OpenCrabs is often paired with OpenClaw, the autonomous agent framework that runs locally and connects to messaging apps. The two work together seamlessly:

  • OpenClaw + OpenCrabs – OpenClaw can use OpenCrabs as its orchestration layer, letting you build agents that run on your machine and talk to WhatsApp, Telegram, or Slack.
  • Browser‑Use v0.1.22 – The latest Browser‑Use library improves vision + HTML extraction, making web‑browsing agents more reliable. OpenCrabs can call this library as a tool.
  • ClawSocial text sanitization – ClawSocial’s new text‑sanitization logic removes problematic characters before posting to social media. This keeps your agent’s posts clean and compliant.

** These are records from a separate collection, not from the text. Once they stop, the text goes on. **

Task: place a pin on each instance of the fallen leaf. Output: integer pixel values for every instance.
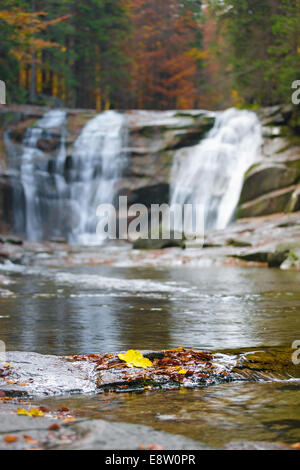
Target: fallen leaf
(54, 427)
(135, 359)
(10, 439)
(34, 412)
(30, 440)
(296, 446)
(70, 419)
(155, 447)
(44, 409)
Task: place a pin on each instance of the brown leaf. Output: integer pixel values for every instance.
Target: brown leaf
(10, 439)
(54, 427)
(29, 439)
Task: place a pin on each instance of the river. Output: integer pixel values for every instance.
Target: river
(107, 308)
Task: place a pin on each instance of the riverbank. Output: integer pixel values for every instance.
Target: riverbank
(31, 419)
(261, 241)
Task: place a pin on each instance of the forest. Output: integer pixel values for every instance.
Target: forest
(142, 54)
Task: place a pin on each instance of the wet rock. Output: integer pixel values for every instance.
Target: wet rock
(35, 375)
(267, 177)
(271, 203)
(255, 445)
(148, 195)
(286, 255)
(151, 244)
(48, 145)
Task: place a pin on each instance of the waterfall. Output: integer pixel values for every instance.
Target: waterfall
(63, 192)
(211, 173)
(39, 187)
(98, 161)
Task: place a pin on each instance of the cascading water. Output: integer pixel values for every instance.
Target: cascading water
(61, 198)
(99, 159)
(211, 173)
(34, 175)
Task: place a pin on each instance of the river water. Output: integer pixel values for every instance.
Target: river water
(106, 308)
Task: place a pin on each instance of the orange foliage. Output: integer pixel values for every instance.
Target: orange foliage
(25, 28)
(165, 60)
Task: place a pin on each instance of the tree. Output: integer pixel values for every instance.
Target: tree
(166, 53)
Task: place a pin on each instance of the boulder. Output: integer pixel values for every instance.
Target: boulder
(271, 203)
(267, 177)
(285, 256)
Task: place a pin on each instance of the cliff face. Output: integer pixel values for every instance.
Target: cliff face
(273, 184)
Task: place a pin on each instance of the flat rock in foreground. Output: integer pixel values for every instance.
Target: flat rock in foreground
(31, 374)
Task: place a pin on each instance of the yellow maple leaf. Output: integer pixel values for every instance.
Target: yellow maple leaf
(135, 359)
(22, 411)
(34, 412)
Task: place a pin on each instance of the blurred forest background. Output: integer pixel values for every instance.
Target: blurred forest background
(150, 54)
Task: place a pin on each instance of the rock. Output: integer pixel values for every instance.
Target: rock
(48, 145)
(235, 242)
(267, 177)
(255, 445)
(285, 255)
(147, 195)
(151, 244)
(271, 203)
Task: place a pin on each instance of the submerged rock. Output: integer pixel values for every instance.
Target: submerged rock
(31, 374)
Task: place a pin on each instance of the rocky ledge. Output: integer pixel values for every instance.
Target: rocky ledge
(34, 375)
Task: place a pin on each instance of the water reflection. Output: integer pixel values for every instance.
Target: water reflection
(91, 309)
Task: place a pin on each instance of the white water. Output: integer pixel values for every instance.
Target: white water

Getting Started with OpenCrabs 0.2.2

  1. Install Rust – OpenCrabs is written in Rust, so you’ll need the Rust toolchain.
    curl --proto '=https' --tlsv1.2 -sSf https://sh.rustup.rs | sh
    
  2. Clone the repo
    git clone https://github.com/opencrabs/opencrabs.git
    cd opencrabs
    
  3. Build the release
    cargo build --release
    
  4. Run the agent
    ./target/release/opencrabs --config config.toml
    
  5. Test the new features – Try sending a message that triggers a tool call and watch the token count update. Then ask the agent to search its memory with memory_search.

For more detailed instructions, check the official documentation on the GitHub repo or the OpenCrabs Wiki.

Conclusion

OpenCrabs 0.2.2 is a solid step forward for anyone building autonomous agents that run locally. The precise token counting, layered memory system, and improved tool handling make agents more reliable and easier to manage. Whether you’re a hobbyist or a professional developer, these changes help you keep your agents within LLM limits and give you better insight into what the agent remembers.